И охватившее его пронзительное до слез волнение, предчувствие не обманывало Германна. Был во всем этом глубокий и тайный смысл, знак ему был ниспослан здесь, на лагерном таежном кладбище. Но это опять же выяснилось гораздо позже. Гораздо позже.
А пока, сидя на могиле друзей, он, хотя и с горечью, но несколько праздный, отвлеченный, раздумывал о суетности и необратимой жестокости жизни, печальной неизбежности ее земного конца. Совсем ведь так же, как эти твари божьи, вертятся в своей земной юдоли, выходя на Голгофу жизни, люди в стремлении кого-то непременно обойти, обогнать, заиметь, вырваться вперед, когото, а чаще всего только самого себя, оболгать, обмануть. И наши жизни, наши судьбы - это тоже только роение и двуногое и двурукое копошение зачаточного, а потому очень гордого и заносчивого разума. И для кого-то сверху, с небес, мы так же непонятны и неразличимы, как и для нас мошка с муравьем. Одним больше, одним меньше - какая разница, если это все равно муравьи все на одно лицо, как это наблюдается уже не где-то с небес, из далекого космоса, а чдееь же, на матушке-земле, как для европейца неразличимы лица азиатов. А азиаты удивляются, как это мы можем отличить Петьку от Ваньки.

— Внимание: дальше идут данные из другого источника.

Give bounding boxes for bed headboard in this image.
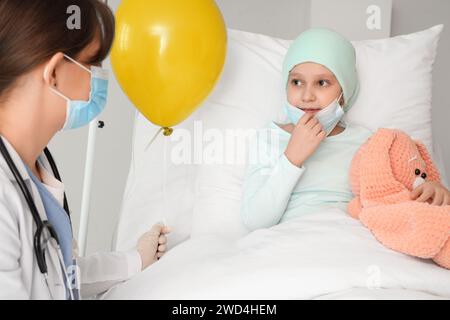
[309,0,392,40]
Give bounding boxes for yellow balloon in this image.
[111,0,227,127]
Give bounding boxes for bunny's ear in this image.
[360,128,406,201]
[414,141,441,182]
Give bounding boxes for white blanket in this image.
[104,209,450,299]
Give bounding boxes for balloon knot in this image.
[163,127,173,137]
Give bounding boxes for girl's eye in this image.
[319,80,329,87]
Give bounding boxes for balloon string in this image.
[162,138,167,226]
[145,128,164,151]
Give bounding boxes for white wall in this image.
[50,0,450,252]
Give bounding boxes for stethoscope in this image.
[0,137,73,299]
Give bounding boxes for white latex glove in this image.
[137,223,171,270]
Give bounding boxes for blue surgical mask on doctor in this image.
[44,55,109,130]
[286,93,345,136]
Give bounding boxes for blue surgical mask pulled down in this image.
[286,93,345,136]
[45,55,109,131]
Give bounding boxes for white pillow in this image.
[191,25,443,237]
[116,26,442,250]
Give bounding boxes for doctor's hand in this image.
[137,223,171,270]
[284,113,326,167]
[411,181,450,206]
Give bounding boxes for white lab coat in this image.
[0,137,142,300]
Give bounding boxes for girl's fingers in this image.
[305,117,319,129]
[297,113,314,125]
[317,130,327,140]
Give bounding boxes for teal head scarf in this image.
[283,28,359,111]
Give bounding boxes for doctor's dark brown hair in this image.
[0,0,115,102]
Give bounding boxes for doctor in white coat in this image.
[0,0,169,299]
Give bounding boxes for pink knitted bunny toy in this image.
[348,129,450,269]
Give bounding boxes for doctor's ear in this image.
[43,52,64,87]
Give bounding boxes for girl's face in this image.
[287,62,344,113]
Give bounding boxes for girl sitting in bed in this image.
[241,28,450,230]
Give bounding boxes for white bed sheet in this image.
[103,209,450,300]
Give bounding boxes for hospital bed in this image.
[103,26,450,299]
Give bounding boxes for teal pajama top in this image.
[241,122,372,230]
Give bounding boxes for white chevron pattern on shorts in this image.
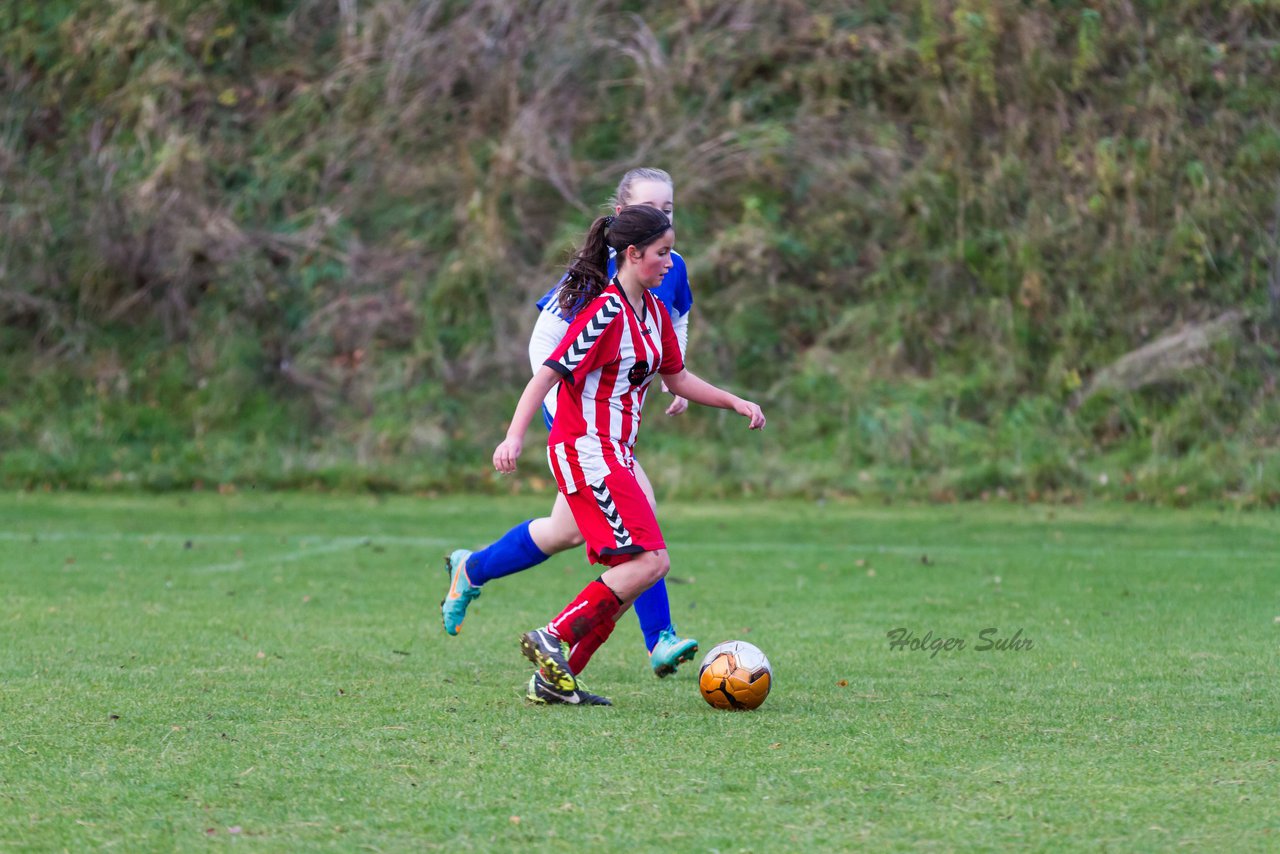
[591,480,631,548]
[561,293,622,370]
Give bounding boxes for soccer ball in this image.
[698,640,773,709]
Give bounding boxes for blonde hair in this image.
[611,166,676,207]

Тут высокий покой кладбища и размышления Германна были нарушены нашествием бабочек. Были они в основном белые, но среди них попадались и разноцветные, пестрые, и полностью угольные, аспидно-черные. И кладбище, кресты и обелиски, и даже трава были укрыты ими, словно саваном, белыми и черными траурными одеждами. Сначала они облетали Германна стороной, будто брезгуя им, украшая и полоня собой старые могилы. Потом прикинулись и к свежей, замерцали пыльцово-матовыми крылышками, облепив еще свежеоструганный, сочащийся смолой обелиск. И по дереву стали спускаться, опадать на землю, трепыхая крыльями, поползли все ближе и ближе к Германну. Но тела, одежд его некоторое время не касались, видимо, опасаясь, чувствуя живой ток его крови и дыхания. Но вскоре, наверно, свыклись с тем и другим, осмелели. Белое трепещущее облако зависло над головой Германна.